Whilst one could never say she knew what "ordinary" life was like, she was very much closer to it than any of Henry's other Queens, having been mistress of a country household, as well as of a great castle. She would have practised the housewifely skills of domestic economy, management of servants, preparation and administration of medicine and supervision of an estate that were the province of the wives and daughters of the gentry class.
Thus, when we look at the places in which she lived, we can feel a faint breathe of daily life, which is denied us when we only look at palaces.
Childhood (1512 - 1529)
It is likely that Katherine was born at her parents’ home in Blackfriars, although there is a slight possibility that the event took place at Fenel’s Grove, near Great Kimble in Aylesbury, which her parents had possession of during the year of her birth. Blackfriars certainly seems to have been the place her parents considered as home, as they both chose to be buried in the Church of the Dominicans there. When the monasteries were dissolved the church, too, disappeared, to be replaced by St Ann’s Blackfriars which, in turn, burnt down during the Great Fire. The Churchyard of St Ann’s Blackfriars is now a garden, and is as close as we can get to the Parrs’ tomb.
It is possible, although not likely, that Katherine visited the Court whilst her mother was in attendance on the Queen. In the early years of Henry’s reign, he and Katharine of Aragon spent the majority of their time at Greenwich, Westminster, and the new palace built at Beaulieu. Hampton Court, of course, was not yet a royal residence.

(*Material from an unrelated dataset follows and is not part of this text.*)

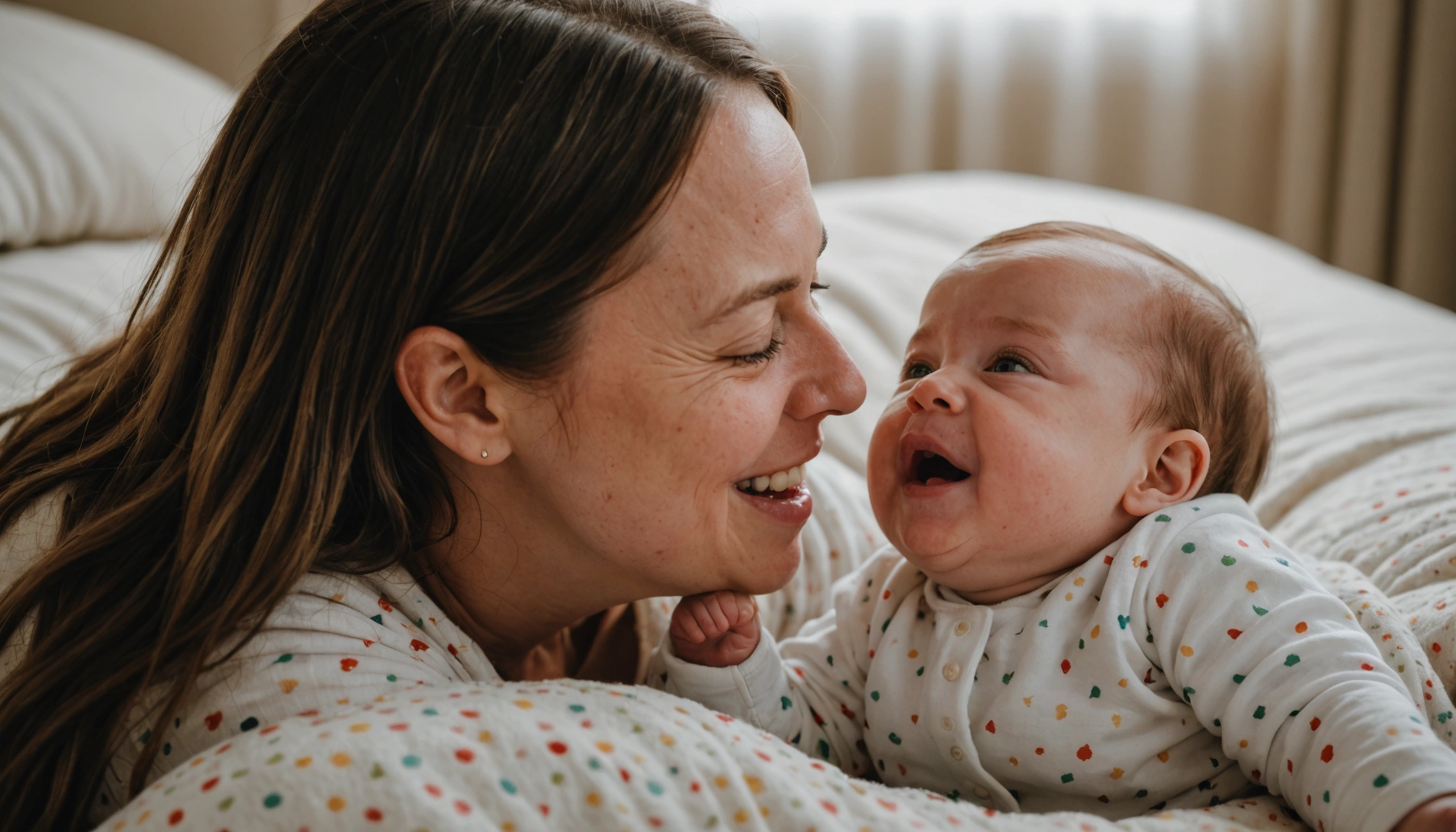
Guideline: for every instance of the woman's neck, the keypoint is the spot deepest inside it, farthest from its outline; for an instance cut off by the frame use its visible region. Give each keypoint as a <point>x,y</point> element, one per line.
<point>513,591</point>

After the death of Katherine’s father, Sir Thomas Parr, in 1517 the young Parrs moved to live at Rye House, near Hoddesdon in Hertfordshire, in the household of their uncle, Sir William Parr of Horton, and his wife, Mary Salisbury. The Gatehouse, giving a clue to the red brick construction, remains and can be visited on a few days each year. The Parrs of Horton had four daughters of a similar age to the Parr siblings, and there were a number of other cousins and young men in the household, under the supervision of Katherine’s mother, Maud, Lady Parr.